Now, she said, she’s playing the waiting game as the town counts down the days until the opening of the Wickford Junction Train Station.
“I can’t believe this is happening. This is just what the town needs.”
Driscoll said if you had told her 24 years ago what North Kingstown would look like today, she would have had a hard time believing it but, because of the hard work of local businesses, she feels it’s not a surprise the town has come this far.
“I feel that making the Chamber an integral part of the community needed to be done,” she said. “Having an organization that was pro-business and a place where business owners could come and exchange ideas has been great. What this new direction the Chamber will take, I can’t fathom, but that’s OK. I think I’ve done what I was supposed to do.”
Driscoll is hoping the Chamber will continue the town-wide gift certificates, saying that over the years $600,000 was kept in town because of the program which promotes local shopping.
Driscoll is also proud of the work done by the business advocates program, a relatively new concept spearheaded by the Chamber in which businesses interested in opening up in town are given assistance in navigating through the permitting and licensing process.
“The feedback we’ve received has been fantastic,” she said. “Both parties come to the table and know what is expected of them.
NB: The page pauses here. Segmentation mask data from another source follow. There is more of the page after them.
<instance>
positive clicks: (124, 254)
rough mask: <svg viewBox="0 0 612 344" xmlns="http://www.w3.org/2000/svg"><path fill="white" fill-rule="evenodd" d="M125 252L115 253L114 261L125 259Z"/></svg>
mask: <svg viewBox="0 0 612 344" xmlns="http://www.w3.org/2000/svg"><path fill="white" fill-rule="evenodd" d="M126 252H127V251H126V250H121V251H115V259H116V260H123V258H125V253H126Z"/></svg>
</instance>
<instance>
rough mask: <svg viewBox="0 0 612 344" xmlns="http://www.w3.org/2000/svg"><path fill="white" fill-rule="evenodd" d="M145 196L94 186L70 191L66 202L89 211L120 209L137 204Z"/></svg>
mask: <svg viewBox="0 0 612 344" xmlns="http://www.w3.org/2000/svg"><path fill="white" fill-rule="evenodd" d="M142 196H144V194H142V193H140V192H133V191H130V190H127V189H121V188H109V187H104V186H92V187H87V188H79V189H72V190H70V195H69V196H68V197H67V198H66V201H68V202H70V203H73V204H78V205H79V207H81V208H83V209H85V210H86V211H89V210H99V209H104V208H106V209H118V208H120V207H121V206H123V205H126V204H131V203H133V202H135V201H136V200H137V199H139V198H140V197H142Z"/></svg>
They go the site in question and tour it so they know what their working with.”
While the southern end of town is building up, Driscoll said she doesn’t want the northern section to be forgotten.
“We need all areas to be developed and what the planning department is doing with the Post Road Corridor is wonderful,” she said. “This community is so charming and full of historic value; we want people attracted to come here.”
For the time being, Driscoll’s plans revolve around spending time with her family and doing some traveling, especially in the new RV she and her husband purchased, but North Kingstown won’t be too far in the back of her mind. She’s planning on working more with the food pantry and the Chamber’s charitable foundations.
Her departing challenge to the residents of North Kingstown is to sponsor five thousand plastic toy sailboats to be raced in the annual Wickford Cup Race on Sept. 23. Each boat costs $5 and what many don’t know is that 100 percent of the money goes towards the food pantry, local scholarships and school programs.
“With over 27,000 residents, we ought to be able to charter thousands of boats,” she added. “The money raised doesn’t leave North Kingstown. What’s a better reason than that not to do this?”
Even though Driscoll is planning on staying involved in town-wide events, she’s going to miss the day-to-day interaction with residents, staff and business owners.
But the free time will give her the ability to focus on other aspects of her life, too.
“My garden needs some attending to, so I’ll start with that,” she laughed.